About the Role
Lumbra is building Nebula, an agentic harness that makes AI agents reliable, evaluable, and useful for real analytical work in high-consequence environments. We're looking for an Applied AI Engineer to own the intelligence layer of the harness: how agents reason, call tools, retrieve knowledge, and produce trustworthy outputs. You'll build production systems and research prototypes in equal measure, working at the boundary of what's possible with artificial intelligence today.
What You'll Own
Design and evolve our provider-agnostic LLM integration layer, maintaining a unified abstraction over streaming, tool calling, structured output, and context management that lets the platform run multi-turn, multi-agent conversations across models with no configuration changes.

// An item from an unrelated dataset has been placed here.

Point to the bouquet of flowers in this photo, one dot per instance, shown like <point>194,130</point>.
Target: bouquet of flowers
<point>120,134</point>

Develop advanced agent orchestration techniques that combine deterministic and non-deterministic tool use to produce complex, multi-step action chains. Outputs must be traceable, interpretable, and grounded in robust, verifiable citations.
Build MCP servers over internal data sources and systems, designing agent-native interfaces that go beyond API wrappers to reduce ambiguity, improve determinism, and give agents first-class access to organizational knowledge.
Extend our MCP-based tool interaction framework with capabilities like structured citations, multimodal tool output, and rich provenance metadata that let agents reason transparently about the results they consume.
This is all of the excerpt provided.